Шрифт:
Интервал:
Закладка:
– Нет, – отвечаю я и провожу рукой по ее волосам.
– Люблю, когда ты меня гладишь, – вздыхает она и с тихим смешком прикрывает глаза.
– Вы все чертовски странные, – язвит стоящий неподалеку Ретт и с дерзкой ухмылкой кладет руку Сам на плечи. – На твоем месте я бы не стал волноваться из-за группиз, Уилла. Кейд, вероятно, настолько впечатлен откровенными ухаживаниями, что демонстрирует это всем.
Уилла непонимающе смотрит на моего брата:
– О чем ты, Ретт? Я – группиз.
Она складывает сердце пальцами и смотрит на меня через импровизированную рамку.
– Кейд? Лэнс? Джош? – судья выкрикивает имена членов нашей команды, и я, подмигнув моей девочке, ухожу.
Мы вступаем на площадку, и аллюр Чернички переходит в гарцевание, эффектную пробежку.
А площадка не просто место проведения ярмарки в маленьком городке. Это настоящая арена, с полными трибунами и шумной толпой, собравшейся ради представления.
Я и не смел мечтать, что когда-нибудь окажусь здесь.

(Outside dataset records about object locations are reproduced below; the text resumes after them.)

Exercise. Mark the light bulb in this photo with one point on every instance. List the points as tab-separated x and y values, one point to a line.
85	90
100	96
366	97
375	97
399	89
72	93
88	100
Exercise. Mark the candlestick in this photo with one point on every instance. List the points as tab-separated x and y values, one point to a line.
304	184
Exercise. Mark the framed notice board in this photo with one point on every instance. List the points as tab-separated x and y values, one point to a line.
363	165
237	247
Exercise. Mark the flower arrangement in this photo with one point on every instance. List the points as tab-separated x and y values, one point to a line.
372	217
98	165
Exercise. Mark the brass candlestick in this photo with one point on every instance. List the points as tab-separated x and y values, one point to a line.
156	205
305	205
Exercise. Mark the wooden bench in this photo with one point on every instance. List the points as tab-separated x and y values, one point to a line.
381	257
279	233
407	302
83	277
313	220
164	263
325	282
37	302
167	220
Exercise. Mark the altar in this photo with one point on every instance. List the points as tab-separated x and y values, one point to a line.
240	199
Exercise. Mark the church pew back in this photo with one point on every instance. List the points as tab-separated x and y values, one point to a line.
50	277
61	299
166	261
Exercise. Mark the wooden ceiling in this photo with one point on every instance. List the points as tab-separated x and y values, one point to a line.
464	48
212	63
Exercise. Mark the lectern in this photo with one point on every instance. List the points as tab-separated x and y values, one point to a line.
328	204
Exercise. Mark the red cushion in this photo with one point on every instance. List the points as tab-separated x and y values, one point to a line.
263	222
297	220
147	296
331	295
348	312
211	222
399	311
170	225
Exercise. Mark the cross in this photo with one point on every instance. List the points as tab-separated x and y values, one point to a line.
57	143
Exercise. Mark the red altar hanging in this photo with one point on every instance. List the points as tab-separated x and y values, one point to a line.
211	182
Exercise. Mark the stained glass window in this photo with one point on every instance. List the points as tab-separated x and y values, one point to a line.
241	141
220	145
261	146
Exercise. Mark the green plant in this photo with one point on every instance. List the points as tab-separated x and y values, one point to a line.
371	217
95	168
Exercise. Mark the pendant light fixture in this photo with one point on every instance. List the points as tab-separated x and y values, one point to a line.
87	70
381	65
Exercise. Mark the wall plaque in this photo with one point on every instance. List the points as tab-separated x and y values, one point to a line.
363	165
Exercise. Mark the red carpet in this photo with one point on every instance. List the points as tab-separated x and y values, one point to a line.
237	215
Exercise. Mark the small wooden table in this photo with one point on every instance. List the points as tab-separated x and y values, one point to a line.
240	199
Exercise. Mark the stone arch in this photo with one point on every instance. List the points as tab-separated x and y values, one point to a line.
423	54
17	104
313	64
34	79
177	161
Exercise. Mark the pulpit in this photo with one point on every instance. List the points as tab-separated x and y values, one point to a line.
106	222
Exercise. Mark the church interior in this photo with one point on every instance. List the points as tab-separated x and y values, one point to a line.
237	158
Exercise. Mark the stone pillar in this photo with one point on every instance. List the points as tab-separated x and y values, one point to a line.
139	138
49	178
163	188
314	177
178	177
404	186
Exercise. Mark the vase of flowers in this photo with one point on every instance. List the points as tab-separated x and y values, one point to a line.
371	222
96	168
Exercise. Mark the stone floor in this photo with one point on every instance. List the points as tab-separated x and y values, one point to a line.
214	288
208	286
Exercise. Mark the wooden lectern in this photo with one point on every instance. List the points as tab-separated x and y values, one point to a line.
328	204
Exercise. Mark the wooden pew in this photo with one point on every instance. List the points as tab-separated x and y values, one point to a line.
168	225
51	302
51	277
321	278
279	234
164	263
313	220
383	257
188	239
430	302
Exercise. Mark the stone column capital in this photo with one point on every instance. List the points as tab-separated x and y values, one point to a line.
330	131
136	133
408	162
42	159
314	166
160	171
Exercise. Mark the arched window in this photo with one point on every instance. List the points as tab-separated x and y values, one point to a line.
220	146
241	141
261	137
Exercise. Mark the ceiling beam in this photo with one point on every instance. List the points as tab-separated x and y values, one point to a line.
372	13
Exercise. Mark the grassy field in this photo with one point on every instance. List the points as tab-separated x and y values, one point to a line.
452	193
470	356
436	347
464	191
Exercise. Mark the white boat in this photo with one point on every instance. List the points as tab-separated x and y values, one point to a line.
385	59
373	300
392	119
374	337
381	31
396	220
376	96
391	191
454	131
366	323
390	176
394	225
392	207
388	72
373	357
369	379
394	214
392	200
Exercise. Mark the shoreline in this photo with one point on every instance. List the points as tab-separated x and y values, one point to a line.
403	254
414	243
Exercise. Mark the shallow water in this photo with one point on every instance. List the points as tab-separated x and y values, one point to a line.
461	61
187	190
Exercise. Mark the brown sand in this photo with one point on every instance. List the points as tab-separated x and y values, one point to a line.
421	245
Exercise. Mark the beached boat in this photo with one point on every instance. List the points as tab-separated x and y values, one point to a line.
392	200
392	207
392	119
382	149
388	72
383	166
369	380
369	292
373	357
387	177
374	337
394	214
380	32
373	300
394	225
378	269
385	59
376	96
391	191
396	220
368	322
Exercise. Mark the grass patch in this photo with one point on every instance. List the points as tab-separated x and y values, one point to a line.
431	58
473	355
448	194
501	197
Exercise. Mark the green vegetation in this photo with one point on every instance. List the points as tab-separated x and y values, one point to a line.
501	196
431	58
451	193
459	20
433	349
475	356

Я оглядываюсь в поисках копны медных волос. Уилла там, с улыбкой она одной рукой держится за металлическую панель забора, а второй – поглаживает живот, и смотрит она на меня так, словно я достал с неба Луну. И ради нее я бы это сделал.
Я бы сделал это ради всего, что она мне дала за столь короткое время.
За любовь, которую Люк прежде не знал.
За причину, по которой я снова улыбаюсь.
За человека, с которым можно поговорить после стольких лет молчания.
За любовь, которую я никогда не знал. И не уверен, что заслуживаю ее, но остаток жизни проведу так, чтобы ее сохранить. Но об этом позже.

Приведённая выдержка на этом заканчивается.